Texts for the Feast of Our Lord Jesus Christ, the Eternal High Priest (Thursday after Pentecost)

See the source imageIn 2013,  Our Lord Jesus Christ, the Eternal High Priest was inserted into the proper Calendar of England and the proper Calendar of Wales, with the rank of feast, on the Thursday after Pentecost. This new feast was celebrated for the first time in England and Wales in 2018. It was instituted to honour Jesus Christ, who serves humankind as High Priest, mediator of God’s saving graces. It is also a day on which we celebrate the sacramental participation in Christ’s ministry by those ordained as bishops and priests in the Church for the service of God’s people.

The complete texts issued by the Liturgy Office include the Decree, full texts of readings and prayers for the Mass and Liturgy of the Hours, Roman Martyrology, and Hymns with musical notation.

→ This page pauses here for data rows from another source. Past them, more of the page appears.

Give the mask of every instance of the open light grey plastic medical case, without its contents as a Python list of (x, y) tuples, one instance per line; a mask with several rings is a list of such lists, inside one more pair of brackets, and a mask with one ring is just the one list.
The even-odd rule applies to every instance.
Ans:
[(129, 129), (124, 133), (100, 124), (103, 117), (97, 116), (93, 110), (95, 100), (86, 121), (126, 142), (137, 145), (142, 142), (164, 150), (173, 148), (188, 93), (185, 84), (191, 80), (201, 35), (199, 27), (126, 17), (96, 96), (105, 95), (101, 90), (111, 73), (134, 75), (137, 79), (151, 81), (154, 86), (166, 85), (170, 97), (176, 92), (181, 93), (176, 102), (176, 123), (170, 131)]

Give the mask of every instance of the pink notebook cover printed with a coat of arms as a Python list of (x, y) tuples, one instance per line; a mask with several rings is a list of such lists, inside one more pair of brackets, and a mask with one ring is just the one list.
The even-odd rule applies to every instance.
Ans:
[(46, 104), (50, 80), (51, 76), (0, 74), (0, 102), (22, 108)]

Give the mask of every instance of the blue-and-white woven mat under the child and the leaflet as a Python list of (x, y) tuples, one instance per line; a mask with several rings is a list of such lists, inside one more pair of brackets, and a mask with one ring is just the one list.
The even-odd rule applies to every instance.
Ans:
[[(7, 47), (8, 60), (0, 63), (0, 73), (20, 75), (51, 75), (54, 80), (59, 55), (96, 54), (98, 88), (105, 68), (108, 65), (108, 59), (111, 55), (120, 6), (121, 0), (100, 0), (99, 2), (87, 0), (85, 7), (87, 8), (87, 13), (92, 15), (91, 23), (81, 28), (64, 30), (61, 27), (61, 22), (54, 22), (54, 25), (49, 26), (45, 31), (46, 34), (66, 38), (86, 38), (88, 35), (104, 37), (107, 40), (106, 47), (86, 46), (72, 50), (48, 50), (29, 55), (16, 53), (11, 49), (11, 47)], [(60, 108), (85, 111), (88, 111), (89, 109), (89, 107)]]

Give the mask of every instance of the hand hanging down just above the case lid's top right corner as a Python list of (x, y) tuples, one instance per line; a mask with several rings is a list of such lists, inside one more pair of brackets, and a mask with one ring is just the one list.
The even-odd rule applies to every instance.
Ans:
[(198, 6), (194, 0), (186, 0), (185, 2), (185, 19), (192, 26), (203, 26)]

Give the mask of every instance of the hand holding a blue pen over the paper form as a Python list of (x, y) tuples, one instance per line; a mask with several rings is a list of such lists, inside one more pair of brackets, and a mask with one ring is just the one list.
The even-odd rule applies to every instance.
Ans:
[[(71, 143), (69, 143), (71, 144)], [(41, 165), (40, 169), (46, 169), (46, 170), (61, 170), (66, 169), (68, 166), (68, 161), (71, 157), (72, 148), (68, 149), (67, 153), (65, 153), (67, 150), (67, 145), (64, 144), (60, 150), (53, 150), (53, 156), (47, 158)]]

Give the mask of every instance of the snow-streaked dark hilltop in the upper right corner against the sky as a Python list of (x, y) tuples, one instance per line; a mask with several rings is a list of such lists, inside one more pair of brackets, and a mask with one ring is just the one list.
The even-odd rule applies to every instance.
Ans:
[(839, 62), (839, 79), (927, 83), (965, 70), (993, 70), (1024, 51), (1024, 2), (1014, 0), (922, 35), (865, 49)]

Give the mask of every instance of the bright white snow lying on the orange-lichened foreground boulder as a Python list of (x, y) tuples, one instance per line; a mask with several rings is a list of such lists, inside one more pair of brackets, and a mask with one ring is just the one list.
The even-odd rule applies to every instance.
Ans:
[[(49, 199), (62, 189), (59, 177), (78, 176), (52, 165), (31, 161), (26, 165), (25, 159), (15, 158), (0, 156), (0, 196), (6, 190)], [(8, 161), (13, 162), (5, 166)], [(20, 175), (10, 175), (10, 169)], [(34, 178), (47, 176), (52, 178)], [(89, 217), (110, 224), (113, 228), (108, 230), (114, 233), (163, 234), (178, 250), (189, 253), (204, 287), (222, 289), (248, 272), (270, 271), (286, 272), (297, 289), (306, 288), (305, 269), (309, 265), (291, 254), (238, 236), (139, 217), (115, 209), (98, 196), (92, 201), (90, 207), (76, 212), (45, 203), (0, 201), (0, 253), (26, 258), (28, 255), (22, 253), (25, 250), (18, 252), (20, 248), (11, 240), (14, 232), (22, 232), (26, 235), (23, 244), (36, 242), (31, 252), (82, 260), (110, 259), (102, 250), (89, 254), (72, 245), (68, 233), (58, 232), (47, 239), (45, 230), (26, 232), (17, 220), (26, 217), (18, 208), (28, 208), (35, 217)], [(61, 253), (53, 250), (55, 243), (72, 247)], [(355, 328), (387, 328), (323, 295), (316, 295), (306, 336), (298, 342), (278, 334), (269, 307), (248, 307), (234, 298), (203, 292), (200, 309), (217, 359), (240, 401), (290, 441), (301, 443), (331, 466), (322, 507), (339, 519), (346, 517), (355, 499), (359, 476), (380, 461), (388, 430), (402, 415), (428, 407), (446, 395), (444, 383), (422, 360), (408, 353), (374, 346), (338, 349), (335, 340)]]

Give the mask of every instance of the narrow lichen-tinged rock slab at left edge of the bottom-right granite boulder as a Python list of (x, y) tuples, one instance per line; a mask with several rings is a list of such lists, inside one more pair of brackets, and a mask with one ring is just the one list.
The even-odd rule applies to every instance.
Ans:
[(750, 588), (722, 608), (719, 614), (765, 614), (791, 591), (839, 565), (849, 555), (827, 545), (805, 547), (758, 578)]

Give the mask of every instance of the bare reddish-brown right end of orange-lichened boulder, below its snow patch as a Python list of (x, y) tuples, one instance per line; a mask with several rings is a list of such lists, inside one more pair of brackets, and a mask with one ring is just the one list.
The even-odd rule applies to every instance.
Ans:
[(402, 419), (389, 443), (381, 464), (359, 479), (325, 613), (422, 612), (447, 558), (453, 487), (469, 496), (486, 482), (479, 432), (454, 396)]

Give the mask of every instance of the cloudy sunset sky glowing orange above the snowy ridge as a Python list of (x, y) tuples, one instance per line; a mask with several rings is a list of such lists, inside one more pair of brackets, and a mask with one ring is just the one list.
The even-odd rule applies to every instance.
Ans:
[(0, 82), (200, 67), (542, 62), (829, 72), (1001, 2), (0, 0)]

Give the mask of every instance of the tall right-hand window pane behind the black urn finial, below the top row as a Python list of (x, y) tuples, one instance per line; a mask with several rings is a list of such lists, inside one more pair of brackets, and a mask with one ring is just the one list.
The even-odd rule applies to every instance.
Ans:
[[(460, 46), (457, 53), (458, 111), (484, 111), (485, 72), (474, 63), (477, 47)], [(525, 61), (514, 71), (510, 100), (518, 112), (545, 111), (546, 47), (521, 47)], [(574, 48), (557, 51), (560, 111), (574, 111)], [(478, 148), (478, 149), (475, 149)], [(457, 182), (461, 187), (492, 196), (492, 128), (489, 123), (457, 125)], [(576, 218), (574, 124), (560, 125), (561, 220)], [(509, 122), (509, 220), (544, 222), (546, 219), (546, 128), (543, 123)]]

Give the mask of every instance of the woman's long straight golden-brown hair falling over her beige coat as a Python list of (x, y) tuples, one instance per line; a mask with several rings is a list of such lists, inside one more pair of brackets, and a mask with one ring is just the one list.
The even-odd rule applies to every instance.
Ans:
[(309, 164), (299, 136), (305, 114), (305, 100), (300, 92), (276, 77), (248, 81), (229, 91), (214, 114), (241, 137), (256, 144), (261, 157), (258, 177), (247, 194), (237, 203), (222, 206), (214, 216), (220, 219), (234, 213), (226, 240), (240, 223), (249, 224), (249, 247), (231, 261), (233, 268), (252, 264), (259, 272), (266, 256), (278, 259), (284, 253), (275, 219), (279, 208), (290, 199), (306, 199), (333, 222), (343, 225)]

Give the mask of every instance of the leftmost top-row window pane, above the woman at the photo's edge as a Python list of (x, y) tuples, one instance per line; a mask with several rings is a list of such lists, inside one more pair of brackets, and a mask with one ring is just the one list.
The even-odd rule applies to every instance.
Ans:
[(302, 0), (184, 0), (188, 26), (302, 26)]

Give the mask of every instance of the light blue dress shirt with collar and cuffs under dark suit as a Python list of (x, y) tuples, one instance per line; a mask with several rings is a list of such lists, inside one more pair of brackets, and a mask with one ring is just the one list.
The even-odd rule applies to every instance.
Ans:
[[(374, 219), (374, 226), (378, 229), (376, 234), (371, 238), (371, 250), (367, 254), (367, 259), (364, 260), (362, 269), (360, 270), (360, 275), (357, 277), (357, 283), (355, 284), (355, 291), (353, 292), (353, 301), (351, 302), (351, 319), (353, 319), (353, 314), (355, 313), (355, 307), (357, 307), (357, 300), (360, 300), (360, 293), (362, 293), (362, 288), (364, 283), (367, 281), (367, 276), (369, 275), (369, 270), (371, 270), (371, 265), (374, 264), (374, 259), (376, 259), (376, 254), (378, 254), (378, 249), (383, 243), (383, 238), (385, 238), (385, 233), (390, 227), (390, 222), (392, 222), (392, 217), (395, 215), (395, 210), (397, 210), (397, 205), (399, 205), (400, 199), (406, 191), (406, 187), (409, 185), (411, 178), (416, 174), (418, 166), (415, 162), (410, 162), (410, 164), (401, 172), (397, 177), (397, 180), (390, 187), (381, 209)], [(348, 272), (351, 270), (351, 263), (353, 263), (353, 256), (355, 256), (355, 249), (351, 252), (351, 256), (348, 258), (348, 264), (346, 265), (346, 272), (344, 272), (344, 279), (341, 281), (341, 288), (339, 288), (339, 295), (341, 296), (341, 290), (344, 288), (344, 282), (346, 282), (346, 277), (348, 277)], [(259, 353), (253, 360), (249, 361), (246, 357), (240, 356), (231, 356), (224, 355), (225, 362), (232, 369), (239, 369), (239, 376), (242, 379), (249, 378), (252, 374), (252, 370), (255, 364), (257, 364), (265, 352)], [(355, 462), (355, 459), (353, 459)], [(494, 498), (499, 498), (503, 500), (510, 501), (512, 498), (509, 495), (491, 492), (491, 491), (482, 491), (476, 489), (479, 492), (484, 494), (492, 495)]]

The second reading for the Office of Readings for the Feast (from the Encyclical Mediator Dei of Pope Pius XII) reminds of how all the faithful are called to share in the priesthood of Christ, in their different states of life:

Christ, Priest and Victim
Christ is a Priest indeed; however, he is a Priest not for himself but for us, since, in the name of the whole human race, he brings our prayers and religious dispositions to the eternal Father; he is also a victim, but a victim for us, since he substitutes himself for sinners.
Now the exhortation of the Apostle, ‘Let this mind be in you which was also in Christ Jesus,’ demands that all Christians should possess, as far as is humanly possible, the same dispositions as those which the divine Redeemer had when he offered himself in sacrifice: that is to say, they should with a humble attitude of mind, offer adoration, honour, praise and thanksgiving to the supreme majesty of God.
Moreover, it demands that they must assume in some way the condition of a victim, that they deny themselves as the Gospel commands, that freely and of their own accord they do penance and that each detests and makes satisfaction for his sins.
It demands, in a word, that we must all undergo with Christ a mystical death on the Cross so that we can apply to ourselves the words of St. Paul, ‘I have been crucified with Christ’ (Galatians 2:19).